Colorado School of Public Health, University of Colorado Anschutz Medical Center

  • Jonathan M. Samet, MD, MS

Published: January 2019 in Pediatrics

Report Intro/Brief:
Background: Restricting youth access to tobacco is a central feature of US tobacco regulatory policy, but impact of local tobacco retail licensing (TRL) regulation on cigarette smoking rates remains uncertain. Effects of TRL on other tobacco product use and use as adolescents reach the age to legally purchase tobacco products has not been investigated.

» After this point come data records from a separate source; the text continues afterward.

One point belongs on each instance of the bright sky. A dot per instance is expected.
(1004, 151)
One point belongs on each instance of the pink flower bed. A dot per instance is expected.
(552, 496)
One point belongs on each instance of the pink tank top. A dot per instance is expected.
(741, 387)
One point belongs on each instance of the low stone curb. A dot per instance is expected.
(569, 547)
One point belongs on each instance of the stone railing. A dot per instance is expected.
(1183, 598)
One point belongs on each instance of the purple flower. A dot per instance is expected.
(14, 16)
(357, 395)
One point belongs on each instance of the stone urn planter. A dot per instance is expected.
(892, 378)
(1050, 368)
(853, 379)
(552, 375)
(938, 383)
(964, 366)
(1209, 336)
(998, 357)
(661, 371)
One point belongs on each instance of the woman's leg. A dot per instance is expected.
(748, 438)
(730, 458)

Methods: Prevalences of ever and past 30-day cigarette, electronic cigarette (e-cigarette), cigar, and hookah use were assessed in a survey of a cohort of 1553 11th- and 12th-grade adolescents (mean age: 17.3 years); rates of initiation were evaluated 1.5 years later. An American Lung Association (2014) youth access grade was assigned to each of 14 political jurisdictions in which participants lived on the basis of the strength of the local TRL ordinance.

Results: At baseline, participants living in 4 jurisdictions with “A” grades (ie, with most restrictive ordinances) had lower odds of ever cigarette use (odds ratio [OR] 0.61; 95% confidence interval [CI] 0.41–0.90) and of past 30-day use (OR 0.51; 95% CI 0.29–0.89) than participants in 10 D- to F-grade jurisdictions. At follow-up at legal age of purchase, lower odds of cigarette use initiation (OR 0.67; 95% CI 0.45–0.99) occurred in jurisdictions with stronger TRL policy. Lower odds of e-cigarette initiation at follow-up (OR 0.74; 95% CI 0.55–0.99) and of initiation with past 30-day use (OR 0.45; 95% CI 0.23–0.90) were also associated with better regulation.

Conclusions: The results suggest that a strong local TRL ordinance that provides adequate resources to fund regular compliance checks and enforcement may result in large reductions in the use of cigarettes and may also result in reduced e-cigarette use. The benefits of these policies may extend into early adult life. The study also suggests that the success of future FDA regulation to reduce youth cigarette and alternative tobacco product access and use, under rules deeming these products to be subject to FDA regulation, may depend on the availability of resources for universal annual compliance checks and enforcement targeted to both traditional and alternative tobacco product vendors. Continued monitoring is needed to assess the impact on the effectiveness of TRL policy within the rapidly evolving tobacco product patterns of use, new national regulation, and poorly regulated Internet sales.”